[net.lang.c++] static members

bs@alice.UucP (Bjarne Stroustrup) (04/08/86)

Nathan C. Myers (orstcs!nathan) writes

> I have pencilled in all of bs's corrections from the second edition of the
> book.  Are there additional language specifications elsewhere?

No.

> With strong type-checking, there's little reason *not* to make globals
> default to static.  I would call it a feature.

I tried that. It worked, but the pressure for C compatibility was immense
(and not all just backward looking). One convincing argument is that since
C and C++ will live side by side in many environments for years to come
there should be no programs that is legal C and legal C++ but have different
meanings. Defaulting to the scope of non-local variables to be the source
file (C static) rather than the whole program (C extern) puts lots of
innocent looking programs in this catagory.

> I suspect Dr. Stroustrup is beginning to regret allowing statics in
> classes, with all the worm-cans opening.
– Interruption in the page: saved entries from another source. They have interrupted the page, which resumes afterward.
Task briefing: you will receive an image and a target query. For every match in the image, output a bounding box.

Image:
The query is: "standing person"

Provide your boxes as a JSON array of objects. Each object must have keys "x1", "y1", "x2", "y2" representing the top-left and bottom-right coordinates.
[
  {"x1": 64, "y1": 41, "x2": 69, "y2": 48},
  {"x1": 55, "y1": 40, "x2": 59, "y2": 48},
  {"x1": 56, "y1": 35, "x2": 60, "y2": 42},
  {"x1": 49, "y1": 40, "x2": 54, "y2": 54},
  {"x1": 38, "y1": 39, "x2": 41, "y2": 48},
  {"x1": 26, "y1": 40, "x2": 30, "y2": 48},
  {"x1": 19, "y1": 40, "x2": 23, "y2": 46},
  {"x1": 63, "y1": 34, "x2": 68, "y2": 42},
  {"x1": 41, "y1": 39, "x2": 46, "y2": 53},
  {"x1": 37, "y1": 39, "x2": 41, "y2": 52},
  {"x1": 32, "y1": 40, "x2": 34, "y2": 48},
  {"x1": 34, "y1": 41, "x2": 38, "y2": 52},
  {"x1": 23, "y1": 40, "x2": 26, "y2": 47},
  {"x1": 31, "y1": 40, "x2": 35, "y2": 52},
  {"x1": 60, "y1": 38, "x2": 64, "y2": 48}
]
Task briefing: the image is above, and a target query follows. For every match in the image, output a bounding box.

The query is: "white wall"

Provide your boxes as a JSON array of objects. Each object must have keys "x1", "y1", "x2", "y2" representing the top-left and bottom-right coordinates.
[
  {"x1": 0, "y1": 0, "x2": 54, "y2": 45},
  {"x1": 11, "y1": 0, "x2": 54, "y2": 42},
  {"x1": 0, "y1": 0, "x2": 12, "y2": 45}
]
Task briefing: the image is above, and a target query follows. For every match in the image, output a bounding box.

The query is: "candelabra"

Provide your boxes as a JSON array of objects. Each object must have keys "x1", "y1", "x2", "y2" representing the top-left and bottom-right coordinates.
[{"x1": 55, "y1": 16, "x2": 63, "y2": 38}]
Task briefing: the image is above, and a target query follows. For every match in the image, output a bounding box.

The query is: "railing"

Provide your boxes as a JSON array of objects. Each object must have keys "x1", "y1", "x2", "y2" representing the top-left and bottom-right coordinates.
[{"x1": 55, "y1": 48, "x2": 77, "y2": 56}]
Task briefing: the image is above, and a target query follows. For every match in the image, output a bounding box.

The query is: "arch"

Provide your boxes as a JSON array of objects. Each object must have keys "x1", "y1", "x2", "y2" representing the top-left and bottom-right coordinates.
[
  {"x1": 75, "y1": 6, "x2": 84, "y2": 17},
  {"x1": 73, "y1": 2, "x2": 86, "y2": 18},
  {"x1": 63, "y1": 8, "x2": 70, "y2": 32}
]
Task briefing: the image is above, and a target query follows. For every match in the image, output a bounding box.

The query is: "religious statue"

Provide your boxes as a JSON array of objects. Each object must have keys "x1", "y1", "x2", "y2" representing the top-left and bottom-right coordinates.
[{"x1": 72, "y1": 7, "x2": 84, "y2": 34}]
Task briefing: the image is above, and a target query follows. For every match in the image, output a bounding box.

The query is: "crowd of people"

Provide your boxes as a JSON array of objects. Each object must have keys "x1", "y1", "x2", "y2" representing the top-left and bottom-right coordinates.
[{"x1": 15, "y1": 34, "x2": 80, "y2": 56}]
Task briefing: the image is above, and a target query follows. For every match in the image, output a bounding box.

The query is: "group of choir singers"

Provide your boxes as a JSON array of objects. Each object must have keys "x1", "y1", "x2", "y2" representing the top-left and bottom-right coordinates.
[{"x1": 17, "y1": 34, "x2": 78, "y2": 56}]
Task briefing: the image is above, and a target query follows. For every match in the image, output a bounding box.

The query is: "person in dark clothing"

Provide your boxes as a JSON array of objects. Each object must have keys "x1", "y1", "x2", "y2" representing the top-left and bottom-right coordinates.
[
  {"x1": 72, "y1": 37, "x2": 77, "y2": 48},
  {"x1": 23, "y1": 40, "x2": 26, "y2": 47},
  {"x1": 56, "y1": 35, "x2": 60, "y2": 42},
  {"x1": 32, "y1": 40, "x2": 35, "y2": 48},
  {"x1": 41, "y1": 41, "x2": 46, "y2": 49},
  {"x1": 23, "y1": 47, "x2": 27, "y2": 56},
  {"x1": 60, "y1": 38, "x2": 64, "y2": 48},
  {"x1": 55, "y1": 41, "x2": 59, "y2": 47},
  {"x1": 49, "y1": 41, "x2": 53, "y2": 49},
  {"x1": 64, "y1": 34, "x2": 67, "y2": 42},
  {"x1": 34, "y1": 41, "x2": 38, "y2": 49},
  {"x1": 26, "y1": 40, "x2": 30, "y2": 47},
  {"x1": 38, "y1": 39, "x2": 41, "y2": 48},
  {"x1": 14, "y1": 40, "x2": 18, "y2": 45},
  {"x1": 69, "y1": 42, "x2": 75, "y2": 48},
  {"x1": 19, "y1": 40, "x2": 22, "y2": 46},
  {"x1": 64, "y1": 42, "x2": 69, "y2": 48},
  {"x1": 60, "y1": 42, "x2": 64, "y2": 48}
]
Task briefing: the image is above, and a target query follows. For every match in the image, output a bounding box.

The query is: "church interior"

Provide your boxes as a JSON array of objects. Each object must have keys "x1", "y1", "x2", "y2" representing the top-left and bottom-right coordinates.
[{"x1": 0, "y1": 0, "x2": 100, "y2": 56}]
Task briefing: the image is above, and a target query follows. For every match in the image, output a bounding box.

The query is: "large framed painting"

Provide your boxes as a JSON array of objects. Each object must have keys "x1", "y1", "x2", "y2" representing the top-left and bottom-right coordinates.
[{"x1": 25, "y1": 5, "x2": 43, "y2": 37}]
No. Static members are useful as implemented and can be implemented in general
without serious problems (allowing the initializer syntax for static members
and ensuring that these initializers refer only to stuff that can be handled
is no big deal). The snag is that class declarations tend to appear in header
files and header files tend to be included in several compilations. A static
member should be initialized exactly once. You need loader support to ensure
that. As usual, a single loader can easily be improved to handle this, but you
cannot fix every loader in the world so by removing the restriction you create
a serious compatibility problem. - hence the restriction. Like C's 8 character
limit for identifiers the no-initializers-for-statics restriction is a price
we have to pay for portability.

Most consts could be handled without encountering this problem.

Personally I stick to things like pointers and integers a static members.
Since they are default initialized to 0 I don't run into problems.